I could extract toots every couple of hours and then use Jekyll/git to push them to the static page at my space.
## Forgetting
Now, the author of Mastodon Archive tool is @kensanata and in the tool he built in also an interesting feature to [delete/expire toots](https://github.com/kensanata/mastodon-backup#expiring-your-toots-and-favourites). He mentions there other tools and links to his own write-up about [record keeping](https://alexschroeder.ch/wiki/2017-04-27_Record_Keeping).
That turn out to be a whole new interesting direction. Alex is right there, old traces of one's digital past shall be under one's control. I agree with his policy (also on his profile) to automatically delete old toots. If I stick with Mastodon, I think I will implement it too - besides scraping and keeping for myself, or potentially keeping them published under my own control.
@FailForward
A quick question about thew scrapbook: do you keep zettelkasten-type system alongside or is it just a collection of notes now? Personally I couldn't really stick to traditional ztk the last time I tried it. Seemed like a lot of trouble to go through for a set of notes.
@academicalnerd No. Over the many years I tried almost all GTD and notetaking concepts I came over and none of that stuck with me. Most of them require some level of discipline and that is not something I have - I rather keep my limited discipline tokens for more important real-life stuff.
Over time I discovered that what works for me is this: put everything in a plain text/markdown format on a big pile without much regard for sorting and arranging it. Just dump. And then use full-text search to find what you need later on.

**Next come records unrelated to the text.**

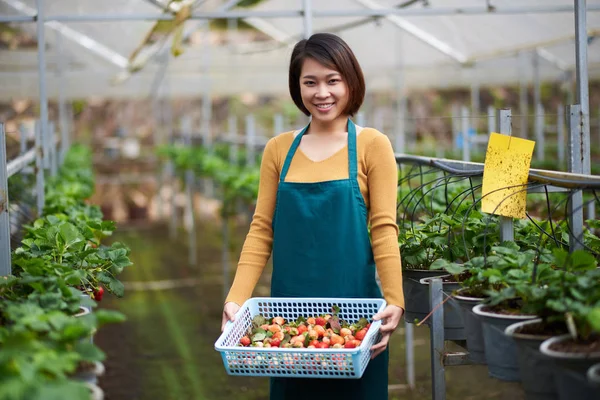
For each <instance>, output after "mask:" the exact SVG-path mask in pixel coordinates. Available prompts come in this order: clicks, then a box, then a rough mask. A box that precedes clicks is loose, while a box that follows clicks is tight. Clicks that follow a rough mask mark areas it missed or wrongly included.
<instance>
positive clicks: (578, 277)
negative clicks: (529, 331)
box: [540, 251, 600, 400]
mask: <svg viewBox="0 0 600 400" xmlns="http://www.w3.org/2000/svg"><path fill="white" fill-rule="evenodd" d="M556 255H557V259H558V260H559V261H560V263H561V265H565V266H567V269H570V270H572V271H574V273H573V274H571V275H569V274H566V273H565V274H564V278H563V280H562V282H561V285H560V286H559V289H560V291H561V293H562V294H563V298H562V299H561V300H559V301H554V302H549V306H551V307H553V308H554V310H555V311H556V312H560V313H562V314H563V315H564V318H565V322H566V326H567V328H568V332H569V333H568V334H564V335H559V336H554V337H551V338H549V339H546V340H545V341H544V342H542V344H541V345H540V351H541V352H542V354H544V355H545V356H547V357H549V358H550V359H551V360H552V366H553V371H554V376H555V382H556V385H557V392H558V398H559V399H561V400H562V399H567V398H577V399H582V400H585V399H597V398H598V397H597V395H598V392H597V389H595V388H593V387H592V386H591V385H589V383H588V381H587V378H586V374H587V372H588V370H589V369H590V368H591V367H592V366H593V365H594V364H596V363H598V362H600V270H599V269H598V268H596V265H597V264H596V260H595V259H594V258H593V256H591V255H590V254H586V253H585V252H584V251H578V252H574V253H573V254H567V253H566V252H556ZM591 267H593V268H591Z"/></svg>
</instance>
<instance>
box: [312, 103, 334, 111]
mask: <svg viewBox="0 0 600 400" xmlns="http://www.w3.org/2000/svg"><path fill="white" fill-rule="evenodd" d="M333 104H334V103H326V104H315V106H316V107H317V108H318V109H319V110H329V109H330V108H331V107H333Z"/></svg>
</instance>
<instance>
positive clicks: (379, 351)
mask: <svg viewBox="0 0 600 400" xmlns="http://www.w3.org/2000/svg"><path fill="white" fill-rule="evenodd" d="M389 339H390V337H389V336H384V337H383V338H382V339H381V341H380V342H379V343H377V344H376V345H374V346H372V347H371V350H372V351H373V353H371V359H373V358H375V357H377V356H378V355H379V354H381V353H383V352H384V350H385V349H386V348H387V345H388V343H389Z"/></svg>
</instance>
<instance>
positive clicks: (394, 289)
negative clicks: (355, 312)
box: [365, 134, 404, 308]
mask: <svg viewBox="0 0 600 400" xmlns="http://www.w3.org/2000/svg"><path fill="white" fill-rule="evenodd" d="M365 161H366V167H367V184H368V188H369V203H370V222H371V242H372V247H373V256H374V258H375V264H376V266H377V273H378V274H379V279H380V280H381V286H382V289H383V295H384V297H385V300H386V302H387V303H388V304H391V305H396V306H399V307H402V308H404V291H403V288H402V266H401V262H400V248H399V246H398V225H397V223H396V201H397V193H398V167H397V165H396V159H395V157H394V150H393V149H392V144H391V143H390V140H389V139H388V137H387V136H385V135H383V134H379V135H377V136H375V137H374V138H373V140H372V141H371V142H370V143H369V145H368V147H367V148H366V154H365Z"/></svg>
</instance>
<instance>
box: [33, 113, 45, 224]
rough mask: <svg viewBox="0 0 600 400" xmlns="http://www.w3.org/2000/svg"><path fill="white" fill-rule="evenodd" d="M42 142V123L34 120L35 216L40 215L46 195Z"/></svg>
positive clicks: (38, 216) (41, 215) (44, 151)
mask: <svg viewBox="0 0 600 400" xmlns="http://www.w3.org/2000/svg"><path fill="white" fill-rule="evenodd" d="M44 153H45V149H44V143H43V140H42V124H41V122H40V121H36V122H35V189H36V199H37V216H38V218H39V217H41V216H42V213H43V211H44V204H45V202H46V195H45V192H44V187H45V182H44V181H45V176H44V162H43V161H44Z"/></svg>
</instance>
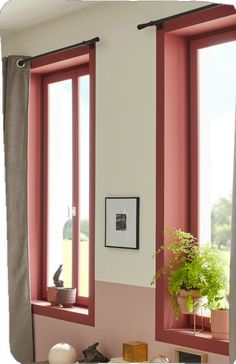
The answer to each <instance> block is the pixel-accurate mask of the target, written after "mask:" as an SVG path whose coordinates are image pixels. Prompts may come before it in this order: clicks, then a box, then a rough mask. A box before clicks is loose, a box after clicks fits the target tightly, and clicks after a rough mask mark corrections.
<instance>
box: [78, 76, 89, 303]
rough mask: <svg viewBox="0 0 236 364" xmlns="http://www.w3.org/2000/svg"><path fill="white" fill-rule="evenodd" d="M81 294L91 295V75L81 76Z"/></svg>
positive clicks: (80, 223) (80, 89) (79, 259)
mask: <svg viewBox="0 0 236 364" xmlns="http://www.w3.org/2000/svg"><path fill="white" fill-rule="evenodd" d="M79 124H80V129H79V156H80V157H79V158H80V160H79V163H80V183H79V185H80V208H79V211H80V242H79V296H83V297H88V295H89V166H90V163H89V76H83V77H80V78H79Z"/></svg>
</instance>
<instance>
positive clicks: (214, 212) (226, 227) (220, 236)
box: [211, 197, 232, 249]
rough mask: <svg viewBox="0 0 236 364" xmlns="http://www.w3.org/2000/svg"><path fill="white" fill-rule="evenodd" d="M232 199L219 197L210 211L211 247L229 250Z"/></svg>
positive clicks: (231, 207)
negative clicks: (210, 218) (210, 212)
mask: <svg viewBox="0 0 236 364" xmlns="http://www.w3.org/2000/svg"><path fill="white" fill-rule="evenodd" d="M231 214H232V198H231V197H221V198H220V199H219V200H218V201H217V202H216V203H215V205H214V206H213V207H212V210H211V246H212V247H214V248H218V249H229V247H230V240H231V236H230V235H231Z"/></svg>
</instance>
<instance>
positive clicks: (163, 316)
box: [156, 5, 236, 355]
mask: <svg viewBox="0 0 236 364" xmlns="http://www.w3.org/2000/svg"><path fill="white" fill-rule="evenodd" d="M235 14H236V13H235V9H234V7H233V6H227V5H222V6H216V7H215V8H211V9H208V10H203V11H200V12H196V13H192V14H190V15H186V16H182V17H180V18H176V19H173V20H170V21H168V22H166V23H164V25H163V28H162V29H160V30H157V129H156V133H157V135H156V137H157V149H156V153H157V159H156V171H157V172H156V173H157V185H156V196H157V204H156V206H157V207H156V246H157V249H158V248H159V247H160V245H161V244H163V241H164V236H163V229H164V226H165V225H169V226H172V227H177V228H182V229H184V230H188V231H191V232H192V233H193V234H194V235H196V236H197V235H198V124H197V106H196V105H197V103H196V100H197V98H196V97H197V89H196V85H197V73H196V53H195V55H194V47H196V46H197V44H198V42H202V41H203V39H204V41H206V40H207V39H210V38H209V37H213V36H216V37H224V36H225V35H224V36H223V35H221V34H226V33H227V34H229V33H232V32H234V31H235V30H236V26H235V24H236V15H235ZM199 39H201V41H200V40H199ZM211 39H213V38H211ZM218 39H219V38H218ZM222 39H223V38H222ZM215 40H216V38H215ZM194 44H195V46H194ZM194 62H195V63H194ZM190 65H191V67H190ZM194 69H195V71H194ZM190 70H191V71H190ZM191 85H195V86H191ZM165 258H166V255H165V253H162V254H161V255H160V256H158V257H157V260H156V267H157V269H159V268H160V267H161V266H162V265H163V264H164V261H165ZM171 317H172V309H171V305H170V300H169V295H168V291H167V280H166V277H162V278H161V280H160V281H159V282H158V284H157V286H156V340H158V341H163V342H167V343H171V344H175V345H181V346H185V347H191V348H194V349H199V350H205V351H210V352H214V353H218V354H222V355H228V350H229V348H228V342H224V341H215V340H212V338H211V335H210V334H207V333H204V334H202V335H198V336H193V335H189V334H187V333H186V332H184V330H182V329H181V328H182V327H190V326H191V320H190V319H189V317H187V315H182V316H181V318H180V320H179V321H177V322H174V324H173V326H172V327H173V328H174V330H170V322H171ZM206 326H207V325H206Z"/></svg>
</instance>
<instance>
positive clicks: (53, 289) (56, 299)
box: [47, 286, 61, 306]
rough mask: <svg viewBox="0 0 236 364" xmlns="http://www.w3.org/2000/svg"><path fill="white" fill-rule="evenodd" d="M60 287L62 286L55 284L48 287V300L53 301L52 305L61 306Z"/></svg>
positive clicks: (48, 301)
mask: <svg viewBox="0 0 236 364" xmlns="http://www.w3.org/2000/svg"><path fill="white" fill-rule="evenodd" d="M60 289H61V288H60V287H55V286H52V287H47V300H48V302H50V303H51V305H52V306H60V304H59V298H58V293H59V290H60Z"/></svg>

So my notetaking system effectively became my several-decades old mailbox , indexed every night and with a fast search. I write myself notes and messages all the time. But now, I am looking for something more public than that. Hence these ideas about a scrapbox, rather than a neat hi-tech system - those just never worked for me. I am long-term guy. It must work also in 10 years from now - if I sustain the habit and survive.
There is one very important personal requirement: it needs to be shoot-and-forget. I have some energy to set something up, but I have near-zero energy to maintain it over time. There are more important things in life than a note-taking system.
@academicalnerd Also on ztk, think about what you really need. Why all that hassle to keep such a neat structure of the database of notes? Those methods were invented when people used paper. We have full-text search at our fingertips (`grep` is good enough). And if you need links, use Markdown links, or whavever. But even that is pointless for me. When I need to re-use some idea, I just copy-paste and extend from there. Who cares about a copy of 1000 characters today?
Also that's why my notes here are so long: I need to record sufficient amount of balast to make sure I will be able to find any given note 3+ years from now - there must be sufficient amount of keywords. And what is a better keyword soup than a copy-paste of the most important text fragments?